姜域忍不住偏头一笑,眉眼都有些弯起来,“某位容某人怂到这地步,怎么敢把暂时监护权骗过来塞我这里的。”
容惬:“某位姜姓人带头开先锋,我只是跟着冲。”
他眨了一下眼,“升旗台上两进两退,鄙人还历历在目。”
“你看,”姜域啧了一声,“又翻旧账了又翻旧账了,看来我要赶工期了,麻利一点把礼物做出来,不然容某人的怒火可能就要放高利贷,利滚利滚雪球了,最后把我卖了都赔不了罪。”
“卖给我就好了。”容惬笑出一口小白牙,晃得姜域眼花。
姜域义气凛然:“姜某人誓不卖身。”
容惬斜睨他一眼,手里无意识地捏了捏手办盒子,突然想起一件事,笑意浮上脸,转头就问老板:“老板,能给个微信吗?想问一下手办的护理。”
“你问我不就得了。”姜域随口道。
“不,”容惬一口回绝,“我更喜欢老板的讲解。”
姜域弹了一下他的额头,“养不熟的小白眼狼。”
老板没有说什么,只是目光从容惬脸上淡淡扫过去,烟夹在指间,把店里的二维码摆在桌上,加了好友。

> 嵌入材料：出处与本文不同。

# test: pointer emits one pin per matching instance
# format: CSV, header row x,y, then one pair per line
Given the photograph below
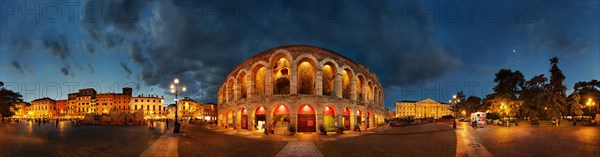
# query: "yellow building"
x,y
210,112
81,103
107,102
151,105
423,108
189,108
42,108
21,109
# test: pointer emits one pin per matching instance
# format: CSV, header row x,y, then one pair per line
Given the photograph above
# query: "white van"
x,y
480,117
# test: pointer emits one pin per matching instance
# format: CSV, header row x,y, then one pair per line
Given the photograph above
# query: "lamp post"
x,y
454,103
590,103
175,89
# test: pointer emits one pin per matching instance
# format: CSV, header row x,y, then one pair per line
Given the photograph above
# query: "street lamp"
x,y
454,102
176,89
590,103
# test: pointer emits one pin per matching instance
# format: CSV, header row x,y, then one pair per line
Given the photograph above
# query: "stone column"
x,y
319,120
249,85
352,118
294,79
236,90
269,81
269,120
251,120
293,118
353,94
319,82
337,85
364,91
338,119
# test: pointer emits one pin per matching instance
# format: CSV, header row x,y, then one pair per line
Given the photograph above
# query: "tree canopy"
x,y
8,99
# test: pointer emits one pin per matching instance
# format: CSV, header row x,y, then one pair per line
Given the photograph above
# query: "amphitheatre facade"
x,y
300,86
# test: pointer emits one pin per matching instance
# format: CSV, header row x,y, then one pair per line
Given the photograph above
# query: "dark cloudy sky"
x,y
418,49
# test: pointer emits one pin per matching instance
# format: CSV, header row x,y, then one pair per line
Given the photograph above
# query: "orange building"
x,y
61,108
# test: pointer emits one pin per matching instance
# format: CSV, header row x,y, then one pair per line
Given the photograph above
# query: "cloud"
x,y
79,67
15,64
135,53
91,68
556,33
89,48
65,71
57,45
21,45
178,40
125,68
116,17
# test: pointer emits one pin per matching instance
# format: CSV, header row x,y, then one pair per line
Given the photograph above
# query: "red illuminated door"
x,y
245,122
347,122
306,123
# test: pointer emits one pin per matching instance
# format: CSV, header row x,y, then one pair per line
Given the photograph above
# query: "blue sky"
x,y
418,49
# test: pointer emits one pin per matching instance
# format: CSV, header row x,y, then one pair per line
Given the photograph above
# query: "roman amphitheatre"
x,y
300,86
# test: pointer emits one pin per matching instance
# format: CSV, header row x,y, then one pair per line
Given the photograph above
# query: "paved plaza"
x,y
437,139
25,139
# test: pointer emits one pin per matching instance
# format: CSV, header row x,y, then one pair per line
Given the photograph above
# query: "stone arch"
x,y
369,90
329,117
306,78
306,119
221,98
281,86
360,85
258,75
243,118
259,116
230,117
242,81
280,65
328,78
347,76
230,89
376,95
281,118
347,117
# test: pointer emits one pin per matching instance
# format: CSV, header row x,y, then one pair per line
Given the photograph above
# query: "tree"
x,y
575,102
506,91
508,83
8,99
457,102
589,90
473,104
534,97
556,91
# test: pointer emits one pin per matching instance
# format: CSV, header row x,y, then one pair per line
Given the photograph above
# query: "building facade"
x,y
21,110
43,108
81,103
61,108
210,112
422,109
189,108
300,86
151,105
107,102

最后容惬揣着手办和老板的微信,心满意足地跟姜域走了。
姜域推出停在后院的自行车,扶着车把手朝容惬抬一抬下巴,示意他上车。
容惬没有动,他只是把手办好好放在背包里,抽出一顶纯黑鸭舌帽,“安全第一,没有头盔的坐后面。”
姜域原先抓着手刹,闻言往回握了握手刹突然松开,手刹发出一声短促的轻响。
“听见了吗?”姜域看着容惬说,“它说放屁。”
容惬扯了扯嘴角,露出一个假笑,“我还是你客人吧,顾客的要求不应该尽量满足?”
“那你听没听过客随主便?”
“是一个意思吗?”
“那我不管,我就爱用。”
校霸和校草的塑料友谊本就不坚固,国旗下的两进两退让不合的流言肆虐,贴吧里疑似宣战的挑衅火上浇油,好不容易修复一点裂痕,现在又遇到了挫折,起因竟然只是为了一个自行车的主导权。
就因为两个大佬都不想委屈自己坐在后座。
容惬把手举高,比了比两人的身高,视线自然而然地下垂。他朝姜域挑了挑眉,什么都没有说,眼神不言而喻,表情神清气爽。
哟嚯!
这都不是打一架就能解决问题的事了。
这是要打两架啊!
姜域神色不明,脸色几度变幻,就在容惬开始警惕全程戒备时,他突然眼前一亮,抬手一指,声音扬起来:“容惬,快看那边!是不是一个很好的取材地。”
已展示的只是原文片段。